Resultado da miscelânea de cabo-Verdianos, resultado da reunião do mundo no meio do Atlântico nasceu Mindelo e os Mindelenses. Cabo-Verdianos. Cidadãos do mundo.

As agruras do centralismo e das injustiças várias desde que este país é país, tem levado ao declínio económico e da auto-estima desta cidade. O orgulho Mindelense procura “culpados”, que existem, no foco centralizador da governação deste país, desde o seu nascimento, agudizando a cada ciclo governativo, independentemente das forças no poder. Todavia, para pirraçar a sistemática contrariedade da vida, Mindelo cria, inventa, vive, sobrevive, ri, brinca, diverte-se e manifesta-se. Mesmo com as barreiras impostas não deixa de ser bela e atractiva a vários níveis. Não esconde o seu valor e não deixa de revelar o seu potencial.

Se o centralismo nos quer “mortos” porque não ver o Mundo que nos quer vivo nesta realidade globalizada que vem dando nova vida e hierarquia as cidades? O valor seguro da cultura, a sua capacidade de expansão e a presença nos palcos do mundo que tem conseguido deve transitar para as suas outras potencialidades: turismo, empresarial, desporto, comércio, Baía e o Porto Grande, história, saúde, educação, afecto, lazer, mar… Enfim, um oceano de valências que podem ser exploradas com os nossos conterrâneos do Planeta. Abrir e “darmo-nos” ao mundo significa tão-somente sermos o que sempre fomos: uma cidade do Mundo. Uma “Pedra de Cristal” a ser explorada. Resistindo internamente às injustiças e enfermidades impostas, Mindelo deve ir ao Mundo.

Esta oportunidade não deve ser desperdiçada por quem tem o privilégio de governar este município.
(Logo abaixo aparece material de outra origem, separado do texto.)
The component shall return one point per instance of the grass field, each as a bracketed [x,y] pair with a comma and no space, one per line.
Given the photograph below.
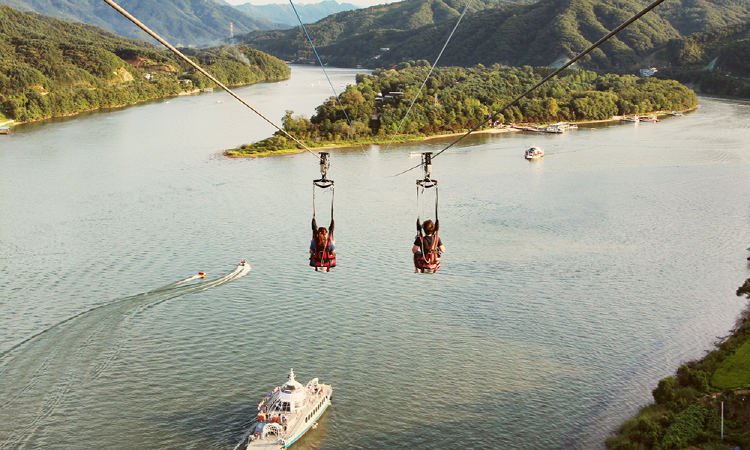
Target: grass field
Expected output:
[734,372]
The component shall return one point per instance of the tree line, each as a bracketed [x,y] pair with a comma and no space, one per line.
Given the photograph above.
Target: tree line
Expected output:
[456,99]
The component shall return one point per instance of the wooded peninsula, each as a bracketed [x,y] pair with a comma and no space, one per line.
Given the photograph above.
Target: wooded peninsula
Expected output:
[456,99]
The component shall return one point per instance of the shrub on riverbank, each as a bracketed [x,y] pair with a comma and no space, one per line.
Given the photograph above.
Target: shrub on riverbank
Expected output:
[456,99]
[687,408]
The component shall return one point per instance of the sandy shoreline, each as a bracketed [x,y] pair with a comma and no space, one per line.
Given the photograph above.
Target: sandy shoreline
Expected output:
[505,129]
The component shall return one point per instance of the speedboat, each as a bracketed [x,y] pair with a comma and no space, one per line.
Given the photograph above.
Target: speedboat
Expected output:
[535,153]
[288,412]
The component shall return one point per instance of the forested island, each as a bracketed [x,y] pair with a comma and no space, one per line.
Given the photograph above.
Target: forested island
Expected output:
[51,68]
[456,99]
[687,412]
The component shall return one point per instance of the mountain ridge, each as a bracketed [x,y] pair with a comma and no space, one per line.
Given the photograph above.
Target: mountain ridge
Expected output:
[309,12]
[511,34]
[181,22]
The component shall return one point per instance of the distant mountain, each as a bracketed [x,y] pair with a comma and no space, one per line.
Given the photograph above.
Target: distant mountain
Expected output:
[381,19]
[283,13]
[716,62]
[185,22]
[50,67]
[511,34]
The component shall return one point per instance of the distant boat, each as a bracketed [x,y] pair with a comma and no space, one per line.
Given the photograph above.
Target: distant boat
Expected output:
[288,412]
[534,153]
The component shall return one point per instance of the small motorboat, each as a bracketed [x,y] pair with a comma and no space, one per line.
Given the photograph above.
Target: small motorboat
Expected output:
[534,153]
[288,412]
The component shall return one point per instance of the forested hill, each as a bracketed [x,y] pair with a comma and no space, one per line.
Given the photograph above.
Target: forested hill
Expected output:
[534,34]
[181,22]
[726,49]
[49,67]
[457,99]
[718,61]
[381,19]
[283,13]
Melhor, quem governa Mindelo deve olhar além da “Republica de Santiago” propalada convenientemente, deve olhar além do umbiguismo partidário, além da auto-limitação imposta por uma visão de viabilidade económica apenas em três grandes momentos do ano ou noutros festivais e actividades pontuais. Mindelo pode e deve ser viva economicamente o ano inteiro, interagindo com Cabo Verde e com o Mundo.

As geminações, a diáspora, o turismo, a ligação histórica e de afinidades com países e cidades que estiveram na origem da formação do Mindelo é um apetecível caminho para devolver esta cidade ao Mundo. É preciso elevar o nível, ser “Ote level”. Não importa se vamos de “Caravela”, avião, bote ou navio cruzeiro. É um caminho que necessariamente deve ser trilhado para que esta ilha se possa orgulhar de si mesma e recuperar muito da auto-estima perdida na conjuntura interna. Precisamos ir ter com o mundo e lembrar-lhe que estamos cá, lembrar-lhe de que, independentemente dos caminhos que percorrer, há um sítio onde pode vir e regressar sempre que quiser, um sítio onde pode chamar de “Home”, onde pode estar, criar, divertir, empreender e viver, porque Mindelo é mesmo uma casa do Mundo, pronta a receber de braços abertos, sorriso nos lábios e uma piada para contar.